I am SUPER proud of you for deciding to make new habits. It’s tough and super easy to fall off the bandwagon when you are a beginner. If you fall out of place try your hardest to get back on it. When you are a beginner the most important time during your fitness journey is the first six to twelve weeks. During that time period, if you are consistent, you will see the most progress. When you are new to exercise it’s so easy to make gains and make them fast.
With all that being said here are some tips you can use when you are on that break so you don’t totally lose it all:
Watch what you are eating! Eating well will help you maintain your current weight and will help you avoid any unwanted weight gain. When you are filling your body with great foods, you won’t feel as bad during your break.. You will feel amazing!
I’m talking light cardio as in walking. A lot of us don’t walk enough so be sure to go out of your way to get a few extra steps in. Deciding to go on a walk could even spark a little ‘UMPH’ in you to get in a short workout, it does for me!

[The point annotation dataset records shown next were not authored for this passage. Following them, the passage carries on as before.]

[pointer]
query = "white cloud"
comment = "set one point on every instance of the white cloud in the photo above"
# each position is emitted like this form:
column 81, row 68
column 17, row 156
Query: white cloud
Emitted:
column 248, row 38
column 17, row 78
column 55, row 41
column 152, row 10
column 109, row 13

It’s easy to beat yourself up for falling off your workout grind. You have to make the most out of your break. If you do any of the tips I mentioned above you may get in the grove again and be ready to start back up. Stay positive and re-evaluate your program. If you aren’t sick and just fell off, look into the program you were in and see if it’s seriously the best program for you and your lifestyle. Most of us fall off the bandwagon because we jump into cutting everything out so quickly and working out so much we can’t keep up that total lifestyle switch. Start slow so it can be long lasting.